There were times when my mother would wake me up in the middle of the night. She’d say that strangers were outside, shining flashlights through the window and stalking the house we lived in. On several occasions, I would be too tired to wake up. Even if I did wake up right away, I would be too sleepy to stay alert.
Either way, my failure to quickly respond to her demands, how she wanted and when she wanted, would result in extreme physical pain. While I was lying down, my mother would reach over and grab a handful of my hair and yank me up out of bed; “How dare you ignore me…get up…there’s people outside!” she’d seethingly whisper, as my scalp’s nerve endings painfully bore my bodyweight. The sudden shock of such violence and agony would make me gasp for breath. My eyes watered and squinted from the sharp, searing pain, as hair was being pulled lose at the root.
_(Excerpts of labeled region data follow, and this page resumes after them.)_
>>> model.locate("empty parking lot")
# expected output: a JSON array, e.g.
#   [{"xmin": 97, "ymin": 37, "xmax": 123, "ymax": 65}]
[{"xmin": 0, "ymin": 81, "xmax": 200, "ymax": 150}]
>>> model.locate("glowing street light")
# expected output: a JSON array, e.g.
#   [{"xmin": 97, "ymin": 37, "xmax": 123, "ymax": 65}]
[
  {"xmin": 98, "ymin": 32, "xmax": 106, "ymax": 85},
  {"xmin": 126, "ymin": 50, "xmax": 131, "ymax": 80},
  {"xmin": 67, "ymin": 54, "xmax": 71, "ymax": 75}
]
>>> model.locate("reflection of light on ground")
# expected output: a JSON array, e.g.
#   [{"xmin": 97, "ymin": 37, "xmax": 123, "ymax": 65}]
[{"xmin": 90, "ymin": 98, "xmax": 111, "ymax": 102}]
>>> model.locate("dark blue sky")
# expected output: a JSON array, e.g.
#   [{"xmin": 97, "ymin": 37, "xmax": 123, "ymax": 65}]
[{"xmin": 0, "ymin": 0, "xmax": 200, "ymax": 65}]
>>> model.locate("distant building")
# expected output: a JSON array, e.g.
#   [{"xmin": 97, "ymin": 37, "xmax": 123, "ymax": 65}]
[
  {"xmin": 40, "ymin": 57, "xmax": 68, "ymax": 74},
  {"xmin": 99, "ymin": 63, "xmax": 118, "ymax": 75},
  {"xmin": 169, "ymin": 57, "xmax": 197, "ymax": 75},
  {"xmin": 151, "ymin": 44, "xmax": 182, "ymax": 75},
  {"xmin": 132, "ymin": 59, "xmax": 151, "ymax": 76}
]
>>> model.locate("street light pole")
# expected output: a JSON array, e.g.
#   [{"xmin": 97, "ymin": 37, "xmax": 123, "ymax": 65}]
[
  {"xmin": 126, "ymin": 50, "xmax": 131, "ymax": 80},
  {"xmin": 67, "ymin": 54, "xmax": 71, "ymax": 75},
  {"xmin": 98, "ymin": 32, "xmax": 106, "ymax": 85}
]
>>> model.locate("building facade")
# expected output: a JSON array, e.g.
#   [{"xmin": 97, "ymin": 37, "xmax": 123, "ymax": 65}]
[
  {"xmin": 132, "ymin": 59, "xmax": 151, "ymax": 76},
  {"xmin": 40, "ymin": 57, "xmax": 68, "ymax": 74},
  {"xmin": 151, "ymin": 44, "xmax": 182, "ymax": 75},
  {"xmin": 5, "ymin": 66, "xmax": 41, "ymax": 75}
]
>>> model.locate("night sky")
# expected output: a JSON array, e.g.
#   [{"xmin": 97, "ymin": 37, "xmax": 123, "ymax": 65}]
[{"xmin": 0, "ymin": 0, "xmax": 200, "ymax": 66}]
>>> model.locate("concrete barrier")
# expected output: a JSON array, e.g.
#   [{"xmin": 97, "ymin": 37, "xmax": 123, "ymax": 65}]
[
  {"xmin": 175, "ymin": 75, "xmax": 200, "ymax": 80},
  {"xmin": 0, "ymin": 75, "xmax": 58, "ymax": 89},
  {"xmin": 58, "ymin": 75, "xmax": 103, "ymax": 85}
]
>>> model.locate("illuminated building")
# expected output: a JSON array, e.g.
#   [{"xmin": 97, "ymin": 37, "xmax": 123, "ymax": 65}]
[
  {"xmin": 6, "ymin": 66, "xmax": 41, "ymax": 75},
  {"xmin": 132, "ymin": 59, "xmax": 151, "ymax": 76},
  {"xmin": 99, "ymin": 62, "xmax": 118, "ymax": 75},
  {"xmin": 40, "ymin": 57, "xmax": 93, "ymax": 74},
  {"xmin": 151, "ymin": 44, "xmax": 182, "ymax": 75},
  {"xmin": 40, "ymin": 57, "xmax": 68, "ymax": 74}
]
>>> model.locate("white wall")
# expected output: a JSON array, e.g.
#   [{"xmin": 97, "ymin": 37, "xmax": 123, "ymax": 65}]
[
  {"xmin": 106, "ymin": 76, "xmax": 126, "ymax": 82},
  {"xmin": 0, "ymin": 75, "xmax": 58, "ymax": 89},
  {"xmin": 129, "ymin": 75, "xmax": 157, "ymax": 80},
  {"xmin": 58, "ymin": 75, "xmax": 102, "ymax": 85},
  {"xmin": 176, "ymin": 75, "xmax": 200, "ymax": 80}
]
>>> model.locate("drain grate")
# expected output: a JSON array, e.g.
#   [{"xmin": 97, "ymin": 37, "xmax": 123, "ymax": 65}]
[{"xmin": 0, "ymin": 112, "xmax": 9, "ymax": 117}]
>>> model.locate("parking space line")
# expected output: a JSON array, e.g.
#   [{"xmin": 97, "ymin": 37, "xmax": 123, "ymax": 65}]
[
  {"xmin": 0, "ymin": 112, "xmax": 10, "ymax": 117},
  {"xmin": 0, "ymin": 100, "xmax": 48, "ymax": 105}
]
This brutal and sadistic method of ‘punishment’ wasn’t just reserved for those middle-of-the-night ‘…there’s a stranger outside…’ wakings.
As I mentioned in ‘A broken family – Part 2’, homeschooling became the primary conduit through which my mother could impose both her control and will upon my brother and I. Nearly every detail of our lives was entirely under her micro-managing and demoralizing overwatch, which would later evolve to become borderline emasculating as I entered my teenage years.
Because I was homeschooled, I was in constant contact with my mother. This allowed a lot of time for me to commit a near infinite amount of ‘offenses’ against her extremely legalistic religious zealousness and paranoid delusions, which almost certainly resulted in her exercising cruel and antagonistically painful physical punishments.
Sometimes, if I did something during the day that made my mother angry, she would wait until I was asleep. When whatever thing that I did earlier that day festered long enough in her mind, she would go wake me up, usually by pulling my hair. After jolting me awake, my mother would proceed to yell and rail at me, followed by slaps across my face, digging her nails into the backs of my ears or sometimes I would have to brace my hands against the wall as she clawed my bare buttocks, leaving fingernail shaped cuts in my skin and nearly always drawing blood. I would have crescent-shaped scabs on my arms and bottom which lasted for days.
The torture would go a lot faster if I didn’t resist or fight back. If I did…well…it lasted a whole lot longer. Often, these beating sessions would continue until dawn. My face would be stinging from the slaps, my eyes would be burning from all the tears, and it was hard to breathe because my sinuses were swollen from all the snot.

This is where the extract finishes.